Amphotericin B-induced acute kidney injury occurs due to vasoconstriction and direct toxic actions on tubule. Renal hypoperfusion and nephrotoxins induce synergistic tubular damage, leading to tubular cell necrosis[86]. Renal magnesium wasting and hypomagnesemia mandate routine monitoring of serum magnesium. Hypocalcemia due to hypomagnesemia-induced impaired PTH secretion and PTH resistance have been reported[87,88]. Monitoring and replacement of potassium and magnesium is recommended[89].

ECHINOCANDINS

Echinocandins are a novel class of parenterally administered semi-synthetic lipopeptides, which include caspofungin, micafungin, and anidulafungin. These drugs, unlike azoles, do not usually cause any endocrine adverse effects.

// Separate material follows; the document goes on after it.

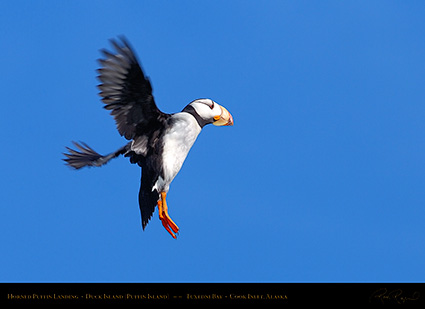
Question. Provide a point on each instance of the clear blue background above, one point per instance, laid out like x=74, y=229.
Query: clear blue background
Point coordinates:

Hypercalcemia and hypokalemia from capsofungin

Caspofungin has been reported to induce hypercalcemia by unknown mechanisms[90,91]. Caspofungin causes hypokalemia in 2%-11% of patients, and studies have suggested a dose-dependent hypokalemic effect. However, the mechanism is not clearly understood[91].

CONCLUSION

Azoles, the most commonly administered antifungal medications, are associated with a spectrum of endocrine adverse effects ranging from AI, AME, gonadal dysfunction, hyponatremia, and fluorosis. These effects are often influenced by drug interactions and individual susceptibility, necessitating careful monitoring and treatment. Amphotericin B, especially non-lipid formulations, commonly causes electrolyte imbalance from renal tubular damage. In contrast, newer antifungals like echinocandins have a more favorable endocrine safety profile. Understanding the adverse effects of different antifungal drugs on the endocrine system is crucial for optimizing treatment outcomes and ensuring patient safety in clinical practice.